THE mood of the room changed in an instant.
In the split second it took for word of the Cork Airport crash to filter around the Metropole Hotel suite in which Radio One's Pat Kenny Show was being broadcast at 11am yesterday, national priorities instantly shifted from politics to simple humanity.
I watched as politicians and experienced broadcasters alike paled as the realisation of the scale of the tragedy sunk in.
News of the accident came as a shock to the system in a city where politics had seemed the only show in town until February 25.
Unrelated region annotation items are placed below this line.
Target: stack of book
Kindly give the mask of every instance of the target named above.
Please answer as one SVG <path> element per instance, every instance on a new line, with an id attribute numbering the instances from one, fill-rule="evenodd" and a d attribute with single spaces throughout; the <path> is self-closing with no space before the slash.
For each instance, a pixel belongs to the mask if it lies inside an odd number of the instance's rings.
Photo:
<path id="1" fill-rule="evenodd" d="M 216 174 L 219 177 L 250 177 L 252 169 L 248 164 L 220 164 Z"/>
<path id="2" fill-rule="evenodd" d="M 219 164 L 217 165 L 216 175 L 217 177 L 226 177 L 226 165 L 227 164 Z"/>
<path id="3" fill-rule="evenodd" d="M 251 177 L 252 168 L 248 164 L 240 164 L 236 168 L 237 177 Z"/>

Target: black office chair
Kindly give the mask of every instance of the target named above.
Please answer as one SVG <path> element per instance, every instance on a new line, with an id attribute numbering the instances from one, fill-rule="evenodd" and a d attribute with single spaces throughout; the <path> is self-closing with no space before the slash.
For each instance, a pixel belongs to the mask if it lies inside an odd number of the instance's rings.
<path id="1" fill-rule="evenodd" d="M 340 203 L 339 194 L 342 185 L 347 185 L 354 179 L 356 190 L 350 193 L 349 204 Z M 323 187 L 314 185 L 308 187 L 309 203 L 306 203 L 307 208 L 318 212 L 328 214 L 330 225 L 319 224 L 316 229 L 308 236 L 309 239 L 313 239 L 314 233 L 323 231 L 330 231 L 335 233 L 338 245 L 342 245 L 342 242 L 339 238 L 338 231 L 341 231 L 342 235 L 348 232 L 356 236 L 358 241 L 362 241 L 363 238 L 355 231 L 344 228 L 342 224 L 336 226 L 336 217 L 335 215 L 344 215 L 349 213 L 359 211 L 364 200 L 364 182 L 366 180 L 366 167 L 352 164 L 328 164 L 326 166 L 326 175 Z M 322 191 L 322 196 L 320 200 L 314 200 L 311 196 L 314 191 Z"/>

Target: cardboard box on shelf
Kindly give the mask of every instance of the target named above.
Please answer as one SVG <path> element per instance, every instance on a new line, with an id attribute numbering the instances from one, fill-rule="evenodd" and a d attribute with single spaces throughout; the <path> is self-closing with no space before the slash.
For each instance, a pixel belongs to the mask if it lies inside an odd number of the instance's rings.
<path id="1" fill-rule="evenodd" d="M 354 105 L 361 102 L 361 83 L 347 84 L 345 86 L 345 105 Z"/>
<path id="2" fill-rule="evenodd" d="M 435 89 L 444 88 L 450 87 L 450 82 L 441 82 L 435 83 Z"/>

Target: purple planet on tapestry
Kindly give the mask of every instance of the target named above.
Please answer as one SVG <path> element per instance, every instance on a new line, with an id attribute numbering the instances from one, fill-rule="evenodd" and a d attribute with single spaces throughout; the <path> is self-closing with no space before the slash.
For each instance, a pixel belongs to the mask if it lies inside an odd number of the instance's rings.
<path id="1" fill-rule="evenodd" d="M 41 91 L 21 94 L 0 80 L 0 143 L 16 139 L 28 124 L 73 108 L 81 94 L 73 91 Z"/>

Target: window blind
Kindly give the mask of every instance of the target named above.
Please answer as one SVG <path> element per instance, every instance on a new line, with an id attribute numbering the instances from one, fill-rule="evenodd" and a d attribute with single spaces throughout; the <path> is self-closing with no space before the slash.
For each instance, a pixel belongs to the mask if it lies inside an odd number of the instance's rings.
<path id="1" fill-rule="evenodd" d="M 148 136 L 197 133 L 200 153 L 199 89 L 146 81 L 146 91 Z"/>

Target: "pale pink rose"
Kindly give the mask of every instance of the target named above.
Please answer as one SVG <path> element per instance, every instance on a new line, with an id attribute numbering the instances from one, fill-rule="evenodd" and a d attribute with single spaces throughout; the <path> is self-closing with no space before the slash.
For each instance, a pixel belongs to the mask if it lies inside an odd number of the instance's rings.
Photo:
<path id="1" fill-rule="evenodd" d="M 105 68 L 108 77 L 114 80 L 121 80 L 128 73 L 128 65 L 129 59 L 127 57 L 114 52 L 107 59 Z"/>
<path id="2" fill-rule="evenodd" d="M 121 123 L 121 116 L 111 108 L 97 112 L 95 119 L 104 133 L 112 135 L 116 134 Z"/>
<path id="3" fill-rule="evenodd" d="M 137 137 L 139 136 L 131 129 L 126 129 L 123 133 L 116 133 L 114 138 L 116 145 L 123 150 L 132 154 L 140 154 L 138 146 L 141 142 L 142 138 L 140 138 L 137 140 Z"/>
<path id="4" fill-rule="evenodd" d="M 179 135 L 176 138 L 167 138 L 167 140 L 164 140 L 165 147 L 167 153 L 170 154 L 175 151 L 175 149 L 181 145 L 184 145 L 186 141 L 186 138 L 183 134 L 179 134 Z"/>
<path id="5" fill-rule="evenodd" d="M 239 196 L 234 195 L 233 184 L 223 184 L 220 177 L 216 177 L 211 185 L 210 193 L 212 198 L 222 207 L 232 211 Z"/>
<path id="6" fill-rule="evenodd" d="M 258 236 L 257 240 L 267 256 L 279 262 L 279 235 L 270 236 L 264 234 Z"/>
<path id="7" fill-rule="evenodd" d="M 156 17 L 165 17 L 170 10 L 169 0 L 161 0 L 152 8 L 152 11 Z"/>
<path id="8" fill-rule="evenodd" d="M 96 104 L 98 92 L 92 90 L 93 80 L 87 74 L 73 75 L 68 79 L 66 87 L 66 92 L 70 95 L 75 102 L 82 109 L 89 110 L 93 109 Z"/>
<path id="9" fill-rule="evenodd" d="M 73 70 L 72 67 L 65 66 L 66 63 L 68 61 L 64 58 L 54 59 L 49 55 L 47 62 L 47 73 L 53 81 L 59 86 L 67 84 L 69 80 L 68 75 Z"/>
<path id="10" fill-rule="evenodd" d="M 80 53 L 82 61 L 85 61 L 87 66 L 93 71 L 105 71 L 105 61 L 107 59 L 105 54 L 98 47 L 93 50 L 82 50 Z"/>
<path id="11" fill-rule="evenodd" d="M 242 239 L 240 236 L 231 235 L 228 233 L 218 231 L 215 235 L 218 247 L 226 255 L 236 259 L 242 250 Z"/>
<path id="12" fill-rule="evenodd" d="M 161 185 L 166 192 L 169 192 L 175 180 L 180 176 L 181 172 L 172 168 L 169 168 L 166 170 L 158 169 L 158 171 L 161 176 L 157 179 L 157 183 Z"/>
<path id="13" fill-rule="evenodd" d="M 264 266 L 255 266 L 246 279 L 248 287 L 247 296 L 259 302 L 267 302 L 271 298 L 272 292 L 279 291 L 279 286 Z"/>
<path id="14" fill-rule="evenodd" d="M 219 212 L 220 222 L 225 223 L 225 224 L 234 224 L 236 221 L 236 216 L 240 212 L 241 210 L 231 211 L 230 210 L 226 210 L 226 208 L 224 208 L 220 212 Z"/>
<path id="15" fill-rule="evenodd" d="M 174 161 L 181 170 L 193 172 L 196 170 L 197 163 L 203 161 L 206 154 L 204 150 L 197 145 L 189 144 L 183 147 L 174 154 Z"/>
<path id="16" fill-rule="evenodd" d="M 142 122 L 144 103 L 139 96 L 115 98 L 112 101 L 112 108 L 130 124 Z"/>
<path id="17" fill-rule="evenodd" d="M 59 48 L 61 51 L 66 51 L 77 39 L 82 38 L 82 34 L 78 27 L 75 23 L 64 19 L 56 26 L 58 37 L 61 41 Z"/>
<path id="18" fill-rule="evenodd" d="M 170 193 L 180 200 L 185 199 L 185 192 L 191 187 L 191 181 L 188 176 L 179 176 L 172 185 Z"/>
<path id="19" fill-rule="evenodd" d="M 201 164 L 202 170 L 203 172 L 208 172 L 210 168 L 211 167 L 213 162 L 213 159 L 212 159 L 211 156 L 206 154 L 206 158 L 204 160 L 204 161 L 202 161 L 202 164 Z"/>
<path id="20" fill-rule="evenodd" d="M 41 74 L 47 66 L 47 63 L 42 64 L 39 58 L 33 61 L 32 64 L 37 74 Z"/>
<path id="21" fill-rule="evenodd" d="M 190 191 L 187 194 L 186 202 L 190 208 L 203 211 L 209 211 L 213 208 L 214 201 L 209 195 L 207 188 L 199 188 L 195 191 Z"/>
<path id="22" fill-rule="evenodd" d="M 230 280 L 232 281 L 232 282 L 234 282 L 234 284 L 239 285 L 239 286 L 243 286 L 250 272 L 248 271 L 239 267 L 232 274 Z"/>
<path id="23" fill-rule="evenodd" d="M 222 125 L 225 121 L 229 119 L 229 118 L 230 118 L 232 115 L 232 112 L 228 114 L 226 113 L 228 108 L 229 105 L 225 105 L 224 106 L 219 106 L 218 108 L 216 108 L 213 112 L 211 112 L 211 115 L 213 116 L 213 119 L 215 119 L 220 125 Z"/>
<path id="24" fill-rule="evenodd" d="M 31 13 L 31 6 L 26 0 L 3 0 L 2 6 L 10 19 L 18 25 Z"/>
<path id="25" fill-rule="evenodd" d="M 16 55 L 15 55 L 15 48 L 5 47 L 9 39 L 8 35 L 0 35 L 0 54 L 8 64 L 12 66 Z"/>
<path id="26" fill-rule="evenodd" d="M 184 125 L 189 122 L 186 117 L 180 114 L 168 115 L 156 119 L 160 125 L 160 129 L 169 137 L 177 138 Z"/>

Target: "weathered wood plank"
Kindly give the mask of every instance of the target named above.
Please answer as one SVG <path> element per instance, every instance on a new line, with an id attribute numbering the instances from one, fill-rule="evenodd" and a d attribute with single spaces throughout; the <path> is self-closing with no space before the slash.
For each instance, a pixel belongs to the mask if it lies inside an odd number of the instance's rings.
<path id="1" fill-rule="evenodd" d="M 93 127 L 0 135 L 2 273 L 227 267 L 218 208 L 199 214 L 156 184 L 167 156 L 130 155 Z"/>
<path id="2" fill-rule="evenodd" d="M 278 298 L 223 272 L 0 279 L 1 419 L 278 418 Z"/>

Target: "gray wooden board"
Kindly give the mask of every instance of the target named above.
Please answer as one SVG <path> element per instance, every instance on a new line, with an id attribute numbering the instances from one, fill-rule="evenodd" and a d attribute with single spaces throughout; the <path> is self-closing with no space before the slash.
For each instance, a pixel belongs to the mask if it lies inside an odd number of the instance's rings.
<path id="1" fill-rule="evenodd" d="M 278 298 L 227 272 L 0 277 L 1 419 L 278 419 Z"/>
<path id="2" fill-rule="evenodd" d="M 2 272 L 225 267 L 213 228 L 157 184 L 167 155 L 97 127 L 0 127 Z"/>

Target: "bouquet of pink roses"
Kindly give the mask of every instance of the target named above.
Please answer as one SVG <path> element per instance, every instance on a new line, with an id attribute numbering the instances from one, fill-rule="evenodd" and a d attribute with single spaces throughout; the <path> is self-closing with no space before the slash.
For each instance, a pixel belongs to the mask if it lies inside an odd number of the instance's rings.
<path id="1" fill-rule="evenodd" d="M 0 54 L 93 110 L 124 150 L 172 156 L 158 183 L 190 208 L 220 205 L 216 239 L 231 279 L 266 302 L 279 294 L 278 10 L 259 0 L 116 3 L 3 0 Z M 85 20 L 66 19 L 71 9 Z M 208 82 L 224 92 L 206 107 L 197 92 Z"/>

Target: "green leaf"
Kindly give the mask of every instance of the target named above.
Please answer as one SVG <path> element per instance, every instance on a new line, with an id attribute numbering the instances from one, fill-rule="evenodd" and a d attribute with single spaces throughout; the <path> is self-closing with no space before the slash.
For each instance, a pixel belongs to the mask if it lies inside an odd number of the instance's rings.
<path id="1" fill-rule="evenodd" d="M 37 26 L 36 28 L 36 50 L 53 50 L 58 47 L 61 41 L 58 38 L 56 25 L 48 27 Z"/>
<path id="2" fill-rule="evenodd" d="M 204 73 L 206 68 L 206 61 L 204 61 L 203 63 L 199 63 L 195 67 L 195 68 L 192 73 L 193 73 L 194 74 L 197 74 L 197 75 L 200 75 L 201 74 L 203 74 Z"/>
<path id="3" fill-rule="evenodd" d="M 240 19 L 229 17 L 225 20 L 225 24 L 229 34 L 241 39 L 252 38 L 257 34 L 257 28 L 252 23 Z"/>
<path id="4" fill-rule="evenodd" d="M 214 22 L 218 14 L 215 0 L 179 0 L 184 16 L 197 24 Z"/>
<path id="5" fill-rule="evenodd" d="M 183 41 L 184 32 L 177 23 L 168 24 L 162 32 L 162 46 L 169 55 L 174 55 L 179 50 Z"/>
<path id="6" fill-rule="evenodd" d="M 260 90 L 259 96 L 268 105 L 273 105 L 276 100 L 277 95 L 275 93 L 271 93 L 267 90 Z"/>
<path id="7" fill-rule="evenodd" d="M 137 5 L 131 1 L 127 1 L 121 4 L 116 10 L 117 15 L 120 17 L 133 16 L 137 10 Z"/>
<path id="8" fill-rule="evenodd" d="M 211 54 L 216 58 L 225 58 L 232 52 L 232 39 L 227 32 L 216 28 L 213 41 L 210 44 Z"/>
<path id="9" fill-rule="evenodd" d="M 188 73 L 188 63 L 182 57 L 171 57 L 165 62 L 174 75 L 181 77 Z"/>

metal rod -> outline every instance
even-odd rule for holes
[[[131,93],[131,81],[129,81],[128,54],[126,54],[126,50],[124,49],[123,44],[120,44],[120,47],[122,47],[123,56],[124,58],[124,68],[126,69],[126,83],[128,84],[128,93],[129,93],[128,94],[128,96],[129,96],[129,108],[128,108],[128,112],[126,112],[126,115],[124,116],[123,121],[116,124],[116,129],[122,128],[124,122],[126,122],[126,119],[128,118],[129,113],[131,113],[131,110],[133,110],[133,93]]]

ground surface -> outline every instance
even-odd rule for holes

Suddenly general elections and first preference votes seemed so unimportant when compared to the plight facing six families who, instead of a homecoming, now face a procession of funerals. Or the passengers who were fighting for their lives after being dragged from the wreckage.
Within an hour, people's worst fears were realised and the death count spiralled from the initially reported count of two up to six.
The initial reaction was one of disbelief. Politics quickly became irrelevant as reporters, photographers and TV crews dumped their agendas and raced out to Cork Airport.
The fact that the wrecked plane came to a halt directly in front of Cork Airport's gleaming new €150m terminal made the tragedy all the more visceral.
Passengers preparing for departures were suddenly staring out through windows at emergency services.
The crash was now officially the worst domestic air tragedy in Irish civil aviation history.
"It is surreal," Pat Kenny told the hushed Metropole room as he broke news of the accident.
New Fianna Fail leader and local TD Micheal Martin and opposition heavyweights including Simon Coveney all struggled to hide their obvious horror at events taking place on a debris-strewn runway just 4km away.
Cork Airport is located in the heart of Cork South Central, the five-seat constituency which the Pat Kenny radio programme had chosen to focus on.
How do you focus on politics, national debt and EU/IMF bail-outs when, a short distance away, the emergency services are struggling to cope with every air traveller's worst nightmare?
The political debate continued, though, with noticeably less vehemence than had been anticipated.
Mr Martin, speaking as he left the Metropole Hotel after the debate, spoke for many when he said that the thoughts of everyone in Cork and Ireland were with the families of those impacted by the tragedy.
"Of course our thoughts and prayers are with those people who had friends or family killed and injured in this tragedy," he said.